Glenrock Energy plans to use an entirely different process in Kemmerer, Coeny said.
Friesen explained that the new Naughton project would include coal gasification. At the initial step, the process will break down the coal into synthesis gas, or syngas. This syngas will then be used to generate electricity and to produce ammonia.
All potential carbon emissions will be captured and permanently stored underground as part of the process. The ammonia will be easily transported to available regional markets on existing rail lines.
Uinta County Sheriff’s Office Chief Deputy Rowdy Dean raised a concern about ammonia transportation and the risk of it being released in a train wreck. Coeny said they will be working with railroad representatives to ensure emergency response plans are in place.
In responding to a concern on water usage, Friesen said the new Naughton project will actually produce water as a by-product of the generation process. As a result, they will not compete for water rights with the proposed Natrium nuclear plant. He said other by-products of the generation process, including industrial gases such as argon, will be sold to other companies.
“We plan to bridge the gap between the existing Naughton coal plant being decommissioned and the nuclear plant becoming operational,” Friesen said. “Our target date to begin construction is as early as 2023, with a target operation date in 2026.”
Coeny said that the project has three main activities: coal gasification, electricity generation and ammonia production. The project will convert coal into carbon-free power and ammonia.
Ammonia can be used as carbon-free fuel in existing coal powerplants, and those plants can eventually be transitioned to be totally ammonia fueled, Coeny said.
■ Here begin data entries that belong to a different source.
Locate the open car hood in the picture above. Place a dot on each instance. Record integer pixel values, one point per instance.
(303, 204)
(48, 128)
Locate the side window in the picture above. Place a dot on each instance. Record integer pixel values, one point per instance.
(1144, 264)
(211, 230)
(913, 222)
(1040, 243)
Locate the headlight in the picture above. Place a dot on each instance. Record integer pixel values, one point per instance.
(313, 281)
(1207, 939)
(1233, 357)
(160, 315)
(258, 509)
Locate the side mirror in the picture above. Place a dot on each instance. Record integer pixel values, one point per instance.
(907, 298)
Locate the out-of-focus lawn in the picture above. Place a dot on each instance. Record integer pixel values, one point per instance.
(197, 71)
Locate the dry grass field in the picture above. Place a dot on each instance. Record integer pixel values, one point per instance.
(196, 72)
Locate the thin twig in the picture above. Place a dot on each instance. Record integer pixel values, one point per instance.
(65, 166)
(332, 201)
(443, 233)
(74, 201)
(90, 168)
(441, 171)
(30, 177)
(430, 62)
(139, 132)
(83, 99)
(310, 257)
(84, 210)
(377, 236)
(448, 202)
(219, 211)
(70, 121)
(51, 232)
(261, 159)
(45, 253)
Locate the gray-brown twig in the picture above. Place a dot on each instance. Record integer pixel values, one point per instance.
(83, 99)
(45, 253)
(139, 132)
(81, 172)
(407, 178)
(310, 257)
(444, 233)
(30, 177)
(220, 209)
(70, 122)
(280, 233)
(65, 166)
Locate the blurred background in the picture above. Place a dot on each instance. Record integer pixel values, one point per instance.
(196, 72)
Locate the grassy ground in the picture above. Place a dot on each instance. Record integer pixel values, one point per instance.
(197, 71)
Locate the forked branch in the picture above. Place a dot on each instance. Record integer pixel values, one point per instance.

Ammonia from the new facility could also be used as environmentally-friendly feedstock or agricultural fertilizer.
“Currently, the top two ammonia producing countries in the world are China and Russia; we need to be producing more of it here,” Coeny said. “Our goals are to reduce carbon emissions, produce reliable electricity, provide an on-going sustainable market for Wyoming energy and avoid devastating economic consequences from shutting down coal power plants and mines. We are building a clean energy complex in southwest Wyoming.”
Wolski said the processes will convert coal into valuable products and expand the economy. They will build the facility at the Kemmerer coal mine and connect to the substation of the existing Naughton plant, which is scheduled to be decommissioned beginning in 2025.
“Think of it as a new power station,” Wolski said. “When Naughton quits using the coal, our new plant will start using the coal. We will use 2,000,000 tons a year and produce carbon-free energy. Converting coal into ammonia has to happen.”
The company is currently meeting with stakeholders, identifying partners and evaluating tax credit opportunities.
When asked how Uinta County would be involved, the three responded that the labor force will probably come from Lincoln County and surrounding counties. They suggested that nearby community colleges can provide training opportunities for a variety of job levels at the plant.